Do what you love; love what you do

One of BlueOregon's original 2004 contributors, Kenji Sugahara, is profiled in the Oregonian today. He's now the executive director of the Oregon Bicycle Racing Association.

Policeman. Cheerleader. Recruiter. They are just a few of the many hats Sugahara has gladly donned for the past two months since replacing the only executive director the Oregon Bicycle Racing Association had ever known in its nearly three-decade history.

In many places, being the leader of the state's bicycle racing association would be a low-profile, low-expectations job. Not in Oregon.

Sugahara took over one of the nation's leading independent bicycle racing associations, a 3,500-member nonprofit, with ambitions to attract an even larger following. By drawing more women, junior riders and out-of state cyclists into the fold, Sugahara said he sees no slowdown to OBRA's growth rate for decades to come.

His career track took a few turns, but ultimately landed Kenji exactly where he wants to be.

As a boy, Sugahara had ambitious goals. His mission: become president of the United States.

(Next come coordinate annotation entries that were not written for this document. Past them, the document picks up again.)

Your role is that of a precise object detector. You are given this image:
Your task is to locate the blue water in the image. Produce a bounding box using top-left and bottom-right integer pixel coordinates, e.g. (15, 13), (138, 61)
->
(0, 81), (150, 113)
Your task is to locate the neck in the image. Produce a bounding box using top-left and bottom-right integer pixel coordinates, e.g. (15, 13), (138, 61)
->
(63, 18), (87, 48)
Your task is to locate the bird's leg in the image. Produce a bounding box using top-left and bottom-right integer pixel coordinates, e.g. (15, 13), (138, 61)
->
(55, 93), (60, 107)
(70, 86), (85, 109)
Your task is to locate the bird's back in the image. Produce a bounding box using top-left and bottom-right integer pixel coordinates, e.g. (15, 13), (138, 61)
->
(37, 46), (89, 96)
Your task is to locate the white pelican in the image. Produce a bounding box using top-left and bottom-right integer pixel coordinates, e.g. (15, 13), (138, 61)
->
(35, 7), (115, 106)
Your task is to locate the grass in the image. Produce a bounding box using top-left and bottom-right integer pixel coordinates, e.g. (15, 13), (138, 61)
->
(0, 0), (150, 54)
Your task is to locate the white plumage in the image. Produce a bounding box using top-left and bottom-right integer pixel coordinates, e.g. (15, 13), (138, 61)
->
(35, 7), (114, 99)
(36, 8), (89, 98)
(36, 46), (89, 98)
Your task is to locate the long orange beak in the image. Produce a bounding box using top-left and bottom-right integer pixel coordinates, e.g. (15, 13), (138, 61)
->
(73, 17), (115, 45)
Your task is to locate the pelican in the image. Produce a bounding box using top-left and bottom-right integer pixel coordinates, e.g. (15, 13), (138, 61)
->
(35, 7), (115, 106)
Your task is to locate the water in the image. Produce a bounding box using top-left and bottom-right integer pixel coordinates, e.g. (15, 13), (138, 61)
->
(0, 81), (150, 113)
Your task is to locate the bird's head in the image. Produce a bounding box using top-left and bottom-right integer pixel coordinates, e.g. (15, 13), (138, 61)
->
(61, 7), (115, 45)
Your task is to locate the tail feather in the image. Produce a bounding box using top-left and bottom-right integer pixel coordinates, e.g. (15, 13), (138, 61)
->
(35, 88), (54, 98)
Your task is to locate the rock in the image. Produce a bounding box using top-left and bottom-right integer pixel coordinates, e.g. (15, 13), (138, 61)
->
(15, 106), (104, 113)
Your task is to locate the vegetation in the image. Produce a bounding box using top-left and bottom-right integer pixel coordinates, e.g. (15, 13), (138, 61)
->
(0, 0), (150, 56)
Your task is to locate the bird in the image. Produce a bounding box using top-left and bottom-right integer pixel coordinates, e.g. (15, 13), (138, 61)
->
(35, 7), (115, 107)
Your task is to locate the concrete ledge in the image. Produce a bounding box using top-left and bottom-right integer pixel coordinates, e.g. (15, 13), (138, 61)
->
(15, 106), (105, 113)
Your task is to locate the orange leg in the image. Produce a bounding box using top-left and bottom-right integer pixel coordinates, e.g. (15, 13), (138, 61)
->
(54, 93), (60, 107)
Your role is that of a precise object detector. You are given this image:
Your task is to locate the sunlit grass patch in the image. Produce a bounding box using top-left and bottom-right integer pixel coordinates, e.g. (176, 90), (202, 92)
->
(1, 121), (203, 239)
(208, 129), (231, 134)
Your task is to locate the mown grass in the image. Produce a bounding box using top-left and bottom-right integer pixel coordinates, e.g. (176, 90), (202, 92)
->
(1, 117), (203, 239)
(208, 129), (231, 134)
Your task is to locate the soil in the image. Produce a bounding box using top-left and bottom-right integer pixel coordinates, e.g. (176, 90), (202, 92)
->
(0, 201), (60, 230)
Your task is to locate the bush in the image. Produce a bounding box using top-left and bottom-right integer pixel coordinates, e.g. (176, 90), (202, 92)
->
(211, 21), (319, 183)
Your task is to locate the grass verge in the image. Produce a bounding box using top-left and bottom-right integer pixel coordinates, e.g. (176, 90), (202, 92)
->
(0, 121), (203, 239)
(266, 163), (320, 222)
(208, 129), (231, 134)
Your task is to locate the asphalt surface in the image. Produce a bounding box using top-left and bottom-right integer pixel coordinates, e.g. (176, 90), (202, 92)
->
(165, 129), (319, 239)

Raised in suburban Connecticut, Sugahara was the youngest of three children born to first-generation Japanese Americans. Sugahara was elected senior class president before graduating from high school with a grade point average above 4.0. After an Ivy League education at Dartmouth, he and Tessa, his college sweetheart, moved west to attend law school at the University of Oregon.

Sugahara passed the bar exam in 2000. But he soon discovered he didn't like practicing law. He quit after a year to become information technology director for the Courthouse Athletic Club in Salem. ...

Sugahara's move into OBRA's top leadership position helped quell mounting anxiety among the state's racing community. When his predecessor, Candi Murray, took the helm back in the early 1980s, the fledgling organization counted about 700 members. She became the face of OBRA on a pauper's salary: $18,000 a year.

So when word began spreading two years ago that Murray wanted to retire, a big question mark popped up: Who would take over? ...

"I love cycling, I love the community -- how better to give back?" he said. "It doesn't get any better than this."

Forget becoming president.

"This," he said, "is my dream job."

Read more from Kenji at his racing blog, "Racing with K-Man", at

  • Pat Malach (unverified)

    Before the Oregon Bicycle Racing Association (OBRA) there was the Oregon Cycling Association, with the unfortunate acronym OCA.

    Congratulations, Kenji, Candi's are some big shoes to fill.

  • Jason Skelton (unverified)

    I had no idea the K-man was here, too! The more overlap between cycling and progressive politics the better.